En las madrugadas, mientras cansado se retiraba a su polvoriento apartamento en Haight-Ashbury en donde ya empezaban a irrumpir los primeros beatniks, Howard Stanton Levey se encerraba a leer a Hegel, Marx y a Nietzsche. El muchacho estaba construyendo una filosofía de vida para demostrarle a su padre que las ideas de un tipo que había terminado sangrante en la cruz, no tenían por qué ser la verdad absoluta. A medida que avanzaba en sus estudios, el muchacho iba entendiendo que nada estaba prohibido, que el pecado era un invento judeo-cristiano que se había hecho para cortarles las alas a los hombres.

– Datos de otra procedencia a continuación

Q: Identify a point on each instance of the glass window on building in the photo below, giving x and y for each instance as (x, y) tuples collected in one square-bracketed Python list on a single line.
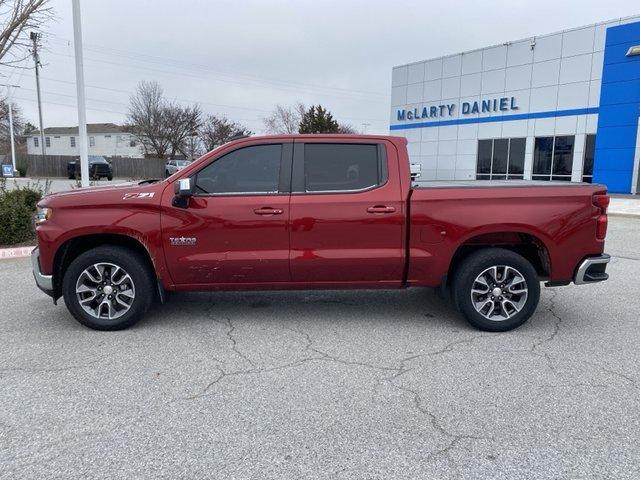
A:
[(553, 158), (589, 153), (501, 159)]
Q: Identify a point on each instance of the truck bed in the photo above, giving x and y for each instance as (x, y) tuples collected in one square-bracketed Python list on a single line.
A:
[(494, 183)]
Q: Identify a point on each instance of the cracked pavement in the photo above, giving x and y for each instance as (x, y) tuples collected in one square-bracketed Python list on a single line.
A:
[(353, 385)]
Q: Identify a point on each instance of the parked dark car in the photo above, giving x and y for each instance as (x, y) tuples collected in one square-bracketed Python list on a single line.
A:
[(99, 167)]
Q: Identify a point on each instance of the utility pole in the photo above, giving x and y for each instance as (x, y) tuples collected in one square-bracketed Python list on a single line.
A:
[(11, 134), (82, 116), (36, 58)]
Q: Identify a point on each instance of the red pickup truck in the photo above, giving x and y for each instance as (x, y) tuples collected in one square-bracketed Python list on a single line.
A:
[(317, 212)]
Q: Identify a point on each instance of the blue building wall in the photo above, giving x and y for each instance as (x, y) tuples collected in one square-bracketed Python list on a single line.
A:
[(619, 110)]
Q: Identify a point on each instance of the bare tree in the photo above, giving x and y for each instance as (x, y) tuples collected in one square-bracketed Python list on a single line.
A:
[(285, 119), (182, 124), (17, 18), (219, 130), (346, 129), (147, 119)]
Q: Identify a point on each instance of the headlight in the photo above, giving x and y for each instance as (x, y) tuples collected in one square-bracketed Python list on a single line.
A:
[(43, 214)]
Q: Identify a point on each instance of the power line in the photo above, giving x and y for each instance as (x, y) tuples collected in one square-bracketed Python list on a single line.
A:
[(206, 68)]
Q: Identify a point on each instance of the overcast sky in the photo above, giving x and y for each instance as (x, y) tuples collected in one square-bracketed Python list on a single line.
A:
[(240, 58)]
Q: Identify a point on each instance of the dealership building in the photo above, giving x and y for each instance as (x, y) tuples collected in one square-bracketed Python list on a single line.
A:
[(564, 106)]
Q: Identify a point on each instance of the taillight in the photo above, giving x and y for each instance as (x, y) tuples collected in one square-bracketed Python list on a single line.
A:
[(601, 200)]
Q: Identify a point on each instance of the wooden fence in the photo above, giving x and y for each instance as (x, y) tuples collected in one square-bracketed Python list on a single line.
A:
[(56, 166)]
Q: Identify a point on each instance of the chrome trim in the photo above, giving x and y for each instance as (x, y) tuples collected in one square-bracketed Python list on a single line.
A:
[(584, 266), (355, 190), (44, 282)]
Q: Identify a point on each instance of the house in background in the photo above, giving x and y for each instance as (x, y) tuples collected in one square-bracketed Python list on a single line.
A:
[(105, 139)]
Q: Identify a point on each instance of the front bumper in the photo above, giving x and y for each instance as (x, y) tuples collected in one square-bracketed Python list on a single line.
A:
[(592, 270), (44, 282)]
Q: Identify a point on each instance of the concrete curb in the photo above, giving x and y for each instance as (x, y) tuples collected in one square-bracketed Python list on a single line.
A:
[(16, 252)]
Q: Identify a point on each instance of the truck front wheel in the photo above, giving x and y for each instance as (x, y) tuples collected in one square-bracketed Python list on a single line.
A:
[(496, 289), (108, 288)]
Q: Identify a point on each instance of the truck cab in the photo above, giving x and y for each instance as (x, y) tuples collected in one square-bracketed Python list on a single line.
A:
[(317, 211)]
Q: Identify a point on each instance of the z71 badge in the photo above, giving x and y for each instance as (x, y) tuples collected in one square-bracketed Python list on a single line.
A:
[(138, 195), (182, 241)]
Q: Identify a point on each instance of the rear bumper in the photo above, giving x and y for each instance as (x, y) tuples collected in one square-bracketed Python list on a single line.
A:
[(592, 270), (44, 282)]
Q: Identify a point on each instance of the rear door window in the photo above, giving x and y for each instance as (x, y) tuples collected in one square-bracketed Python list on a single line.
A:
[(330, 167)]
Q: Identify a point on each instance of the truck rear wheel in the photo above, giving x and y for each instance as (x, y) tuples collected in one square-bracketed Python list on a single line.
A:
[(496, 289), (108, 288)]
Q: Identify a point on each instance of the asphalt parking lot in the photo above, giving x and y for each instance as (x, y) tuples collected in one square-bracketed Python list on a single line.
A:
[(361, 385)]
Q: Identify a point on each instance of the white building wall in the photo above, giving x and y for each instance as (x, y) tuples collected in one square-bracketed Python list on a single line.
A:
[(109, 145), (560, 71)]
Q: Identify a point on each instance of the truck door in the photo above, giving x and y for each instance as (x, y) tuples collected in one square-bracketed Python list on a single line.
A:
[(347, 218), (235, 228)]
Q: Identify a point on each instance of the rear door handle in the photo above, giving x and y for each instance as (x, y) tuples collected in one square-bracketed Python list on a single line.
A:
[(381, 209), (268, 211)]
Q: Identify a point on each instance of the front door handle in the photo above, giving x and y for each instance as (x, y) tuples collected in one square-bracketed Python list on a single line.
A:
[(381, 209), (268, 211)]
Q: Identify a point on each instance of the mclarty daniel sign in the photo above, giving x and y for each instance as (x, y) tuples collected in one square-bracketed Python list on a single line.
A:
[(501, 104)]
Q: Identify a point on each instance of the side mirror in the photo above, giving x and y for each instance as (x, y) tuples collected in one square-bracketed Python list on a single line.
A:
[(184, 189), (416, 171)]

Renegó de la religión paterna, conoció a los viejos dioses paganos y después de aniquilarlos consideró que estaba listo para hacerle culto a la energía vital que mueve al mundo. Entonces, despreciando cada vez más la estupidez de los hombres, Howard se encierra en sí mismo volviéndose un misántropo. Quiso hacerse miembro de la Golden Dawn pero su tufillo nazi lo molestó profundamente. Como no tenía Dios se inventó uno y le puso cachos y cola. Su diablo de opereta estaba listo para atrapar incautos. La publicidad le iba a dar los feligreses que buscaba. El 30 de abril de 1966, en plena noche de Walpurgis (Noche de las brujas escandinava) el hijo del enfebrecido pastor evangélico, fundaba oficialmente la iglesia de Satán.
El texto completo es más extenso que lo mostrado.